Kayıp ruhlar ülkesine göç etmekteyim şimdi

Kaybettiğim kıymetli taşlar dünyada benliklerini sürdürmekte

Ben ise uzanamıyorum onlara

Ve bir müzik gibi unutuyorlar beni

Eskiyorum ve eskitiliyorum

Tozlanmaya meraklı raflara yerleştiriliyorum sessizce

Hatırlanıp yüzlerde tebessüm olacağım anı bekliyorum

Birinin aklına düşmeyi seçme hakkımız olsaydı keşke

Ya peki bir kişi yeter miydi? Hatırlanmaya

Cenin pozisyonu alıp ağlamak olur mu arkamdan?

Mutlu olurdum eğer bunları bilseydim

Ve tutsaydım seni, 

Kavrayamadığım ne varsa senin özünde saklansaydı

Anlasaydım bazı kifayetsizlikleri

Çabalamasaydım kaybolmak ve unutulmamak için

Kaybolmak bulunmak istemekten olmuyor mu?

Unutulmamak için karalamıyor muyuz bir şeyler?

Bunca şair bunca ressam ve diğerleri,

Söylesene hangisi unutuldu?

Fakat bana bir iki beden yeter

Biri sen olmalısın 

Yağmurların ıslatmalı her gün yanaklarını

Ve sakın silme onları

İstiyorum ki o yağmurlar senin dudaklarınla buluşsun

İç onları ve yeniden mucize ol doğmama

Bilinen bütün inançlar toplansın etrafımızda

Haklı bulsunlar bizim yakarışlarımızı

Ancak yetmesin haklılık

Gömsünler ikimizi de canlıyken toprağa

Bitmesin üstümüzde de çiçekler

Umuyorum biz farklı olalım

İstenmeyenler diyarında beraber kaybolalım

Yüz tutalım unutulmaya 

Ruhlarımız göçlerini tamamladığında buluşalım yeniden

Sonra çıkaralım tadını unutulmuş olmanın

Sen!

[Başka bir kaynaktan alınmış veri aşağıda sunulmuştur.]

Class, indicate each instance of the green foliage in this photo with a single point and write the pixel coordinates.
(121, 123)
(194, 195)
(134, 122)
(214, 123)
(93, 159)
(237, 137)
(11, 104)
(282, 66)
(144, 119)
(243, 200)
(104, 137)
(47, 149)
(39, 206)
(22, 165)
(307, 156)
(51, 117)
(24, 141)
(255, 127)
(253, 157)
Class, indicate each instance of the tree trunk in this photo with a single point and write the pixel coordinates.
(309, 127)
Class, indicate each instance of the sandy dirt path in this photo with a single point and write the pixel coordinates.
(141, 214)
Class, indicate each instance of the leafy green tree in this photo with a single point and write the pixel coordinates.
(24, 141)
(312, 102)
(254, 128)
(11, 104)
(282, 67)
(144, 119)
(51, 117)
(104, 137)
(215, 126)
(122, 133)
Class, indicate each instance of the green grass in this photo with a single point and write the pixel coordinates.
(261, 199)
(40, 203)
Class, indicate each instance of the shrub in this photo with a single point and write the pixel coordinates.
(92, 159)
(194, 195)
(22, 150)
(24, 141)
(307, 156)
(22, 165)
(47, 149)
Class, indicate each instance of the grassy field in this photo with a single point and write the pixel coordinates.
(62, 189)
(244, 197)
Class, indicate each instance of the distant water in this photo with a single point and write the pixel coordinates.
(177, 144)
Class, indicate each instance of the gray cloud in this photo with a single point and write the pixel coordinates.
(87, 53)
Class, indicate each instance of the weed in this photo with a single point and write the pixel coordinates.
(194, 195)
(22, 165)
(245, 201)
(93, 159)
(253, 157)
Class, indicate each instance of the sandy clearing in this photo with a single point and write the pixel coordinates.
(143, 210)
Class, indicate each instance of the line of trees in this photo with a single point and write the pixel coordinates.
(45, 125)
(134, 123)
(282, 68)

Benim en kıymetli taşım

Tek başıma eskimek değildir istediğim

Seninle tozlanalım raflarda ve üflemesinler tozlarımızı

Kalıplaşsınlar üzerimizde, ait olalım o kütüphaneye

Aidiyette imkansızlaşalım, yoksa sen ne sandın

İmkansızlıklar olmalı bizi birbirimize bağlayan

Kenetlenmeliyiz engellere, uçurumlara

Sonra buluşmalıyız bir kiraz ağacının altında

Ve asmalıyız kendimizi, yeniden doğup yok olmak uğruna...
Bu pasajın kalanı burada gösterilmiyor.